Electing to make a new home among the clouds, humankind has assembled a variety of airships to provide utilities, thereby creating airship city. However, this newly created city Iacks both a means of transportation and vital public facilities.
As airship engineers, you will gather materials and work hard to build airships to further the development of airship city. You may choose to
donate your completed airships to contribute to the city’s development, or sell them to secure the funds needed to make an even larger contribution.
ln order to build airships efficiently, you’ll need to donate airships to cultivate a positive relationship with the city, renovate your workshop, hire workers, and occasionally piggyback off other engineers to acquire resources. You can contribute to the city’s development not only by donating airships, but also by building public facilities and participating in trade.
Will your contributions to the development of airship city earn you fame as an airship engineer?
About the developers
Masaki Suga, born in Toyko 1984. Went to Art College learning Visual Production, and managed the projects in a production company after graduation. Started the board game maker Analog Lunchbox with Saori Shibata in january 2016, major work being Passtally.
Saori Shibata, born in Hokkaido in 1988. Worked at a design company after collect, and is currently a freelance graphic designer. Makes all the art and all design in Analog Lunchbox.
How was this game designed?
Masaki: The origin of Airship City was made during the developpment of “Botanical Lab”; I came up with the idea of a worker placement game with moving tiles. But as the game was playtested, it was cut out due to play time issues, and the idea was taken to be a game of its own, which turned into Airship City.
How long did the developpment take?
Masaki: The idea for the main mechanism of moving action tiles came in spring 2017, and the game was released in fall 2018, so roughly 18 months.
Masaki: When I searched for something that would fit the idea of moving action tiles, I landed on the idea of a collection of buildings that could move around. Hence, a city. As the action tiles moved along a grid, I figured it would be cogwheels, and I’d always wanted to make a steam punk game, so it ended up as a bunch of airships, that together formed a city.

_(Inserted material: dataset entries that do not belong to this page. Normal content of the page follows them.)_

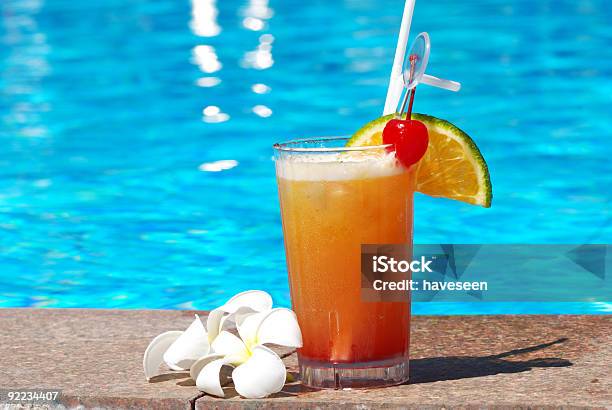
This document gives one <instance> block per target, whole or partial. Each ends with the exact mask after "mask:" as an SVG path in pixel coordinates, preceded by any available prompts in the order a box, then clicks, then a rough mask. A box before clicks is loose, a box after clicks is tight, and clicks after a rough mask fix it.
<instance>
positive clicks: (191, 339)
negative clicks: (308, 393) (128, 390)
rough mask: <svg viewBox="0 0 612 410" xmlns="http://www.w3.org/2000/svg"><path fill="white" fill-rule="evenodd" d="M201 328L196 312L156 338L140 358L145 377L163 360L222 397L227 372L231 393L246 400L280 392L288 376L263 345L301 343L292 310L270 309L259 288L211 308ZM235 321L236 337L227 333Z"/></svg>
mask: <svg viewBox="0 0 612 410" xmlns="http://www.w3.org/2000/svg"><path fill="white" fill-rule="evenodd" d="M206 323H207V325H206V328H205V327H204V324H203V323H202V321H201V320H200V318H199V317H198V316H197V315H196V318H195V320H194V321H193V322H192V323H191V325H190V326H189V328H187V330H185V331H184V332H179V331H173V332H166V333H163V334H161V335H160V336H158V337H156V338H155V339H154V340H153V341H152V342H151V344H150V345H149V347H148V348H147V350H146V351H145V357H144V359H143V366H144V369H145V376H146V377H147V379H150V377H152V375H153V374H154V373H155V372H156V371H157V370H158V368H159V365H160V364H161V363H162V361H165V362H166V364H168V366H170V367H171V368H173V369H180V370H185V369H189V374H190V376H191V378H192V379H193V380H195V382H196V386H197V387H198V389H199V390H201V391H203V392H206V393H208V394H211V395H214V396H218V397H225V393H224V391H223V386H224V385H225V384H227V383H228V382H229V379H230V378H229V375H228V372H227V371H225V370H228V369H230V368H234V369H233V371H232V379H233V381H234V385H235V387H236V391H237V392H238V393H239V394H240V395H241V396H243V397H246V398H260V397H265V396H268V395H270V394H273V393H276V392H278V391H280V390H281V389H282V388H283V386H284V384H285V380H286V377H287V370H286V368H285V365H284V364H283V361H282V359H281V358H280V357H279V356H278V355H277V354H276V353H275V352H274V351H272V350H270V348H268V347H266V346H264V345H265V344H275V345H280V346H286V347H301V346H302V333H301V332H300V327H299V325H298V322H297V317H296V315H295V313H293V311H291V310H290V309H285V308H277V309H272V297H271V296H270V295H269V294H268V293H266V292H263V291H259V290H251V291H247V292H242V293H239V294H237V295H236V296H234V297H232V298H231V299H230V300H228V301H227V302H226V303H225V304H223V305H222V306H221V307H219V308H217V309H214V310H213V311H211V312H210V314H209V316H208V318H207V322H206ZM231 323H235V324H236V328H237V330H238V336H236V335H235V334H234V333H231V332H229V331H228V329H229V327H230V324H231Z"/></svg>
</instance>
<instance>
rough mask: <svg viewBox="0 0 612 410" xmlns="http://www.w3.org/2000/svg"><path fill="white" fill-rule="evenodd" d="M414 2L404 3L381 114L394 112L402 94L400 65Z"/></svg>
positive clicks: (405, 43)
mask: <svg viewBox="0 0 612 410" xmlns="http://www.w3.org/2000/svg"><path fill="white" fill-rule="evenodd" d="M414 2H415V0H406V3H405V4H404V14H403V15H402V25H401V26H400V33H399V36H398V38H397V47H396V48H395V57H394V58H393V67H391V76H390V78H389V88H388V89H387V99H386V100H385V108H384V110H383V115H387V114H391V113H393V112H395V110H396V109H397V103H398V101H399V99H400V97H401V95H402V90H403V89H404V86H403V84H404V79H403V76H402V66H403V65H404V56H405V55H406V47H407V46H408V35H409V34H410V24H411V23H412V13H413V12H414Z"/></svg>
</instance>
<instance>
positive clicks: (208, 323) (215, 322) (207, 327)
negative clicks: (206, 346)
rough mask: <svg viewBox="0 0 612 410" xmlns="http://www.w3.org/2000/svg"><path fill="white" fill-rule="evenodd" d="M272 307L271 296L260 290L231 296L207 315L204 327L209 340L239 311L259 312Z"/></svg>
mask: <svg viewBox="0 0 612 410" xmlns="http://www.w3.org/2000/svg"><path fill="white" fill-rule="evenodd" d="M271 308H272V297H271V296H270V294H269V293H267V292H264V291H261V290H247V291H246V292H240V293H238V294H237V295H235V296H233V297H232V298H230V300H228V301H227V302H225V303H224V304H223V306H220V307H218V308H217V309H214V310H213V311H212V312H210V314H209V315H208V320H207V324H206V328H207V329H208V337H209V342H210V343H212V341H213V340H214V338H215V337H217V335H218V334H219V332H220V331H221V330H223V329H222V325H223V323H224V322H225V321H227V320H228V319H230V317H231V316H232V315H234V314H236V313H237V312H238V311H239V310H240V311H241V312H244V313H246V312H261V311H265V310H269V309H271Z"/></svg>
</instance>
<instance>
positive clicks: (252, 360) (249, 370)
mask: <svg viewBox="0 0 612 410" xmlns="http://www.w3.org/2000/svg"><path fill="white" fill-rule="evenodd" d="M286 378H287V369H286V368H285V364H284V363H283V361H282V360H281V358H280V357H278V355H277V354H276V353H274V352H273V351H272V350H270V349H269V348H267V347H265V346H261V345H259V346H255V347H254V348H253V354H252V356H251V357H250V358H249V360H247V361H246V362H245V363H243V364H241V365H240V366H238V367H236V368H235V369H234V371H233V372H232V380H233V381H234V387H235V388H236V391H237V392H238V394H240V395H241V396H242V397H246V398H248V399H259V398H262V397H266V396H268V395H270V394H273V393H278V392H279V391H281V390H282V388H283V386H284V385H285V379H286Z"/></svg>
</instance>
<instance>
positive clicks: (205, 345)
mask: <svg viewBox="0 0 612 410" xmlns="http://www.w3.org/2000/svg"><path fill="white" fill-rule="evenodd" d="M209 351H210V344H209V342H208V335H207V333H206V329H205V328H204V324H203V323H202V321H201V320H200V317H199V316H198V315H195V319H194V320H193V322H192V323H191V325H189V327H188V328H187V330H185V332H183V334H182V335H180V336H179V338H178V339H176V340H175V341H174V343H172V345H170V347H169V348H168V349H167V350H166V352H165V353H164V361H165V362H166V363H167V364H168V366H170V367H171V368H173V369H175V370H188V369H189V368H190V367H191V365H192V364H193V363H194V362H195V361H196V360H198V359H199V358H200V357H202V356H204V355H207V354H208V352H209Z"/></svg>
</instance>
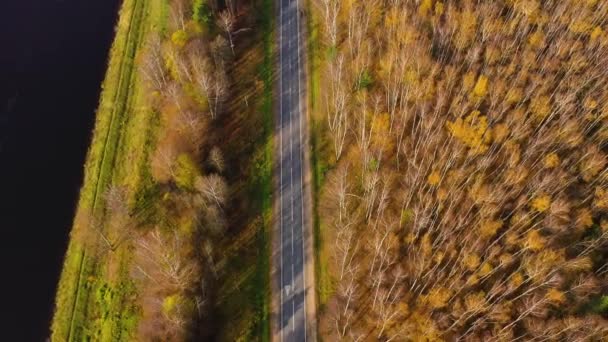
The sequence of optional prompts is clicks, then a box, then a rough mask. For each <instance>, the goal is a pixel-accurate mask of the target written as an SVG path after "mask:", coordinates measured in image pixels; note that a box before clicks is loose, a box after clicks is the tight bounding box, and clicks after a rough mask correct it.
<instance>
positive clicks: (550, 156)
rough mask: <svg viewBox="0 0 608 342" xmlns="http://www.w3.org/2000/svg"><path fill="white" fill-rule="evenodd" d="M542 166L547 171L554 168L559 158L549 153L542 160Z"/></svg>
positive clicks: (557, 163) (552, 154) (556, 156)
mask: <svg viewBox="0 0 608 342" xmlns="http://www.w3.org/2000/svg"><path fill="white" fill-rule="evenodd" d="M543 164H544V165H545V167H546V168H548V169H552V168H554V167H557V166H559V157H558V155H557V153H555V152H551V153H549V154H547V155H546V156H545V158H544V159H543Z"/></svg>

The art is unique. How did you come to this design choice?
Saori: We had an issue with that the typical design tone of steampunk (a lot of gold and very gorgeous) wouldn’t fit at all with our typical design choice. So on purpose, we turned out backs on the steam punk graphics design, and tried an “Analog Lunchbox” steampunk version by flattening the colours and having bleak colours instead, all the while keeping the steampunk sense.